Pelé é como aquele tio que só fala groselha na ceia de Natal. Todo mundo acha engraçado, mas ninguém leva muito a sério. Contudo, há limites para tudo.

Após ser questionado sobre a morte de mais um operário nas obras do Itaquerão, em março, ele afirmou: ”Isso é normal, pode acontecer, mas a minha maior preocupação é quanto à estrutura, os aeroportos, porque no Brasil sempre dá-se um jeitinho”. De acordo com matéria de Bruno Thadeu, do UOL, ”voltei recentemente para o Brasil e o aeroporto está um caos. Essa é minha preocupação.”

Particularmente acho que mortes são piores que atrasos em obras de aeroportos. Mas todo mundo tem sua prioridade.

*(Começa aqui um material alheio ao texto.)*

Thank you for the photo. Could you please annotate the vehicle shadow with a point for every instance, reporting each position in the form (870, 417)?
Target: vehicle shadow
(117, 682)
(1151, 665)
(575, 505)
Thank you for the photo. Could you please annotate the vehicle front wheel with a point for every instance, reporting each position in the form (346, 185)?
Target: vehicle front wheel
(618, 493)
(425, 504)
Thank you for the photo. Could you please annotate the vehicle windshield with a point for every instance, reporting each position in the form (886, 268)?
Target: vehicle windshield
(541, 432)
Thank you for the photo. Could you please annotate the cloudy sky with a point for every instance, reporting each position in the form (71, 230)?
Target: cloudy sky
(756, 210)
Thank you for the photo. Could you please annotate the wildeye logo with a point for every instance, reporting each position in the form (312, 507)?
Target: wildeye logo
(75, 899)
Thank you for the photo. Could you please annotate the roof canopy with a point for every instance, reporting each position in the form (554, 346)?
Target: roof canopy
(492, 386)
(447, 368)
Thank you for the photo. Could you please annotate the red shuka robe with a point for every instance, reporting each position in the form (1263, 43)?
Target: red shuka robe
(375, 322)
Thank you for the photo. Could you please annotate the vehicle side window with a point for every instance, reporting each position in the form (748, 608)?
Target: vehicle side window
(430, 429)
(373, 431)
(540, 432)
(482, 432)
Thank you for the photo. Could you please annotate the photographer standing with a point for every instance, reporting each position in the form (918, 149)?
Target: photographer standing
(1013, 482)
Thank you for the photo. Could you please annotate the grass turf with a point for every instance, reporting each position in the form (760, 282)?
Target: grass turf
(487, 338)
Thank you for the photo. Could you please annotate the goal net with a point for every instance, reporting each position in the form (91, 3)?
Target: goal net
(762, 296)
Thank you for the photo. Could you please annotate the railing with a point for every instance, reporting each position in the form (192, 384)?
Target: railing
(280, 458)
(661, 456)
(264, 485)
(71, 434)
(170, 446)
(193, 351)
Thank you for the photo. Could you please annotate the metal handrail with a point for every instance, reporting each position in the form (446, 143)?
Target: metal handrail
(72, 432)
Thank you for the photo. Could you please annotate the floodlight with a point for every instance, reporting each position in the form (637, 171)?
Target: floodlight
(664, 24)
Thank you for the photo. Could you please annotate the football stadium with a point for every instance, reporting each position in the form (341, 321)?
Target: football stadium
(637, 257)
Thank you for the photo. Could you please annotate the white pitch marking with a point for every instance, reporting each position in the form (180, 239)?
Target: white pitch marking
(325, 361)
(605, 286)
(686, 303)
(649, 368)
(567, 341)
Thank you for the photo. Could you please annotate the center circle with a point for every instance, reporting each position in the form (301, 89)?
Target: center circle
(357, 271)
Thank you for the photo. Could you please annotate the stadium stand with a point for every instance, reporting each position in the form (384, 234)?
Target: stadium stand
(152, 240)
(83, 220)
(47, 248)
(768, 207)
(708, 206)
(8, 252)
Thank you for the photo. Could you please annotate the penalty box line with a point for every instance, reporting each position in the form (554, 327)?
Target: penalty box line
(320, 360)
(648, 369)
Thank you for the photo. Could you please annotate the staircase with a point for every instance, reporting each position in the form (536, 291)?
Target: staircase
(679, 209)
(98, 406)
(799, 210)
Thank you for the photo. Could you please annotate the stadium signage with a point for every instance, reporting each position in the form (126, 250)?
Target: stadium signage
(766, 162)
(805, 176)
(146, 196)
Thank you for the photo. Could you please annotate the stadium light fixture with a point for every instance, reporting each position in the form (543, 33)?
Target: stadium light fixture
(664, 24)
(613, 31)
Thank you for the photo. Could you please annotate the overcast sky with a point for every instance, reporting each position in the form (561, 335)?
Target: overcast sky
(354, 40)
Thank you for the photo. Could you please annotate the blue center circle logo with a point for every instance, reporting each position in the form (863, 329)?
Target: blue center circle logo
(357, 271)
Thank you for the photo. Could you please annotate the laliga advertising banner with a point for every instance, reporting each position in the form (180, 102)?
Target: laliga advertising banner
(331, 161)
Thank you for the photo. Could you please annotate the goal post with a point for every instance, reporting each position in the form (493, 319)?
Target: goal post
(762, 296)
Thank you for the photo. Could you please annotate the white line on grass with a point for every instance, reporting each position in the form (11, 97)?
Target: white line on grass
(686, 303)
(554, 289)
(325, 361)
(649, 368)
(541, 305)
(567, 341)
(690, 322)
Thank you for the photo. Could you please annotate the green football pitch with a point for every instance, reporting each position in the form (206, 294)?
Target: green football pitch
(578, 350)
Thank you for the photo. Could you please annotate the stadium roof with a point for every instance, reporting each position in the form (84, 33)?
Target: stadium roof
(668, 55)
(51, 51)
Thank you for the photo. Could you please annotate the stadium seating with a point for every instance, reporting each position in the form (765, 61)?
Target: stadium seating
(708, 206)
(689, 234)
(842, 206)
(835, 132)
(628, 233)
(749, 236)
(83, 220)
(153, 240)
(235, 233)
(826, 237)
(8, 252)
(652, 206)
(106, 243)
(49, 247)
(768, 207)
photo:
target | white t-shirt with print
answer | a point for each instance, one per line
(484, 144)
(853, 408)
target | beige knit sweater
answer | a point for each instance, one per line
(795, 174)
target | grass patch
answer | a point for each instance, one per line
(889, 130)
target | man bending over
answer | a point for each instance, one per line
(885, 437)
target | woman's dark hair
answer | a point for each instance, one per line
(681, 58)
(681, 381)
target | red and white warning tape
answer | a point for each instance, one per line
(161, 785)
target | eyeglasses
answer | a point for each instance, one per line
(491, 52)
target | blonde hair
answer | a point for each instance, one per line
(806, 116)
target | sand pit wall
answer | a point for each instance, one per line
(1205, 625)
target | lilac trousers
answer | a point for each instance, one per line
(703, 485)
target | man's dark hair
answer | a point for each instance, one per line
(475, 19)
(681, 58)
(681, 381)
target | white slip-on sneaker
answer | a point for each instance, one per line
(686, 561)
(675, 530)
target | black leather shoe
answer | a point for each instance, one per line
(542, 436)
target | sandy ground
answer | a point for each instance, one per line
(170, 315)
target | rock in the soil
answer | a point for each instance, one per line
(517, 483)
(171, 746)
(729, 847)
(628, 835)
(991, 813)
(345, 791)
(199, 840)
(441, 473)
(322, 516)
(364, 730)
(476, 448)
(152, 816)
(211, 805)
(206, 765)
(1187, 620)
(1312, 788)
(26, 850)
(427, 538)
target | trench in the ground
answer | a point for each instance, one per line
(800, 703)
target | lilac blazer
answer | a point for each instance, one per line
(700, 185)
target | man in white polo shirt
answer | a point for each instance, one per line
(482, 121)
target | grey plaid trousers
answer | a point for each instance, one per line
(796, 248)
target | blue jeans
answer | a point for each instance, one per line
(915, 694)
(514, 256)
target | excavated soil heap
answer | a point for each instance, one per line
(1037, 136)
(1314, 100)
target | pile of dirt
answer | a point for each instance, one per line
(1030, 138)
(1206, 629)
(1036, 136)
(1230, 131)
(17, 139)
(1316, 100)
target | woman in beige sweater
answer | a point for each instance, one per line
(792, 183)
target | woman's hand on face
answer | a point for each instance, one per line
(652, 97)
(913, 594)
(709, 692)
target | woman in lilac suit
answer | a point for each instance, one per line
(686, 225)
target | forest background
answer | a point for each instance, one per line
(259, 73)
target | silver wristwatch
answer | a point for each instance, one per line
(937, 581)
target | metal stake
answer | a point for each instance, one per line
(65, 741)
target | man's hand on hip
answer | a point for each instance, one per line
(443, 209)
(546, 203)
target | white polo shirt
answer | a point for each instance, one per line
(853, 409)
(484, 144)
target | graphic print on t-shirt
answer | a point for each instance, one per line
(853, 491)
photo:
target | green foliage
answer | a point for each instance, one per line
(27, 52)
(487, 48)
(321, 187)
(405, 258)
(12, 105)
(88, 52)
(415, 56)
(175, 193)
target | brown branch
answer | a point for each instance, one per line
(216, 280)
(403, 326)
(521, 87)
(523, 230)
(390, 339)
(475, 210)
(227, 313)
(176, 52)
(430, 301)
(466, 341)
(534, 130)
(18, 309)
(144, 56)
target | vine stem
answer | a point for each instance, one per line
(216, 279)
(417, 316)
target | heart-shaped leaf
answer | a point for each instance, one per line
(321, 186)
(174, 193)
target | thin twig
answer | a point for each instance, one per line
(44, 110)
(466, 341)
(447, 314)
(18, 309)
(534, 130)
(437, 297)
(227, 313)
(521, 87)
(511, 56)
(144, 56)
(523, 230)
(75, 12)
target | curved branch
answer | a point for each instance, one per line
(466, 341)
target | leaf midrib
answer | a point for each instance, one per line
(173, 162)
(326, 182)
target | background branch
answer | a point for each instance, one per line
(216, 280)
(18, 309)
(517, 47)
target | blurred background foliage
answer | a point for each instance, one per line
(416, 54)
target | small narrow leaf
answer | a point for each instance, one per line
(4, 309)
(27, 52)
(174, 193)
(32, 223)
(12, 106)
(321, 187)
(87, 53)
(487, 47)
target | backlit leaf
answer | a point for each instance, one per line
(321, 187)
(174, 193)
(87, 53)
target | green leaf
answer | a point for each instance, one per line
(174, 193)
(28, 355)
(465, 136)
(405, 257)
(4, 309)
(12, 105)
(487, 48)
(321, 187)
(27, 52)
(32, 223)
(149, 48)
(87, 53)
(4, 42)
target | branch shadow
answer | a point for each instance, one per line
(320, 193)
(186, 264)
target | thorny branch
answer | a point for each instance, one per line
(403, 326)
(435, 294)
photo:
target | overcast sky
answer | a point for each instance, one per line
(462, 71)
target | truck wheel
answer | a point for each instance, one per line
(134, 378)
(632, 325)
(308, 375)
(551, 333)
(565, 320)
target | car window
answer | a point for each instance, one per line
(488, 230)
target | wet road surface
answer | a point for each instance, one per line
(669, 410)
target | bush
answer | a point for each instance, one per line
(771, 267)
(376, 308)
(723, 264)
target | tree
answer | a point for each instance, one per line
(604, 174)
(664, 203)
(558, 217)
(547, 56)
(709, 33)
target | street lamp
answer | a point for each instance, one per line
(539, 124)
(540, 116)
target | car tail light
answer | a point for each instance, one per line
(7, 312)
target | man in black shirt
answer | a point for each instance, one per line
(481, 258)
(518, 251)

De certa forma, os piores problemas na maior parte das obras de estádios e aeroportos têm o mesmo DNA: a terceirização tresloucada que torna a dignidade responsabilidade de ninguém. Mais ou menos assim: Um consórcio contrata o Tio Patinhas para tocar um serviço, que subcontrata a Maga Patalógica, que subcontrata o Donald, que deixa tudo na mão de três pequenas empreiteiras do Zezinho, do Huguinho e do Luizinho. Às vezes, o Zezinho não tem as mínimas condições de assumir turmas de trabalhadores, mas toca o barco mesmo assim. Aí, sob pressão de prazo e custos, aparecem bizarrices. Depois, quando tudo acontece, Donald, Patalógica, Tio Patinhas e o consórcio dizem que o problema não é com eles. E aí, ninguém quer pagar o pato – literalmente. Ficam os trabalhadores a ver navios, como Patetas. Continue lendo “Pelé acha “normal” operários morrerem em obras de estádios, por Leonardo Sakamoto”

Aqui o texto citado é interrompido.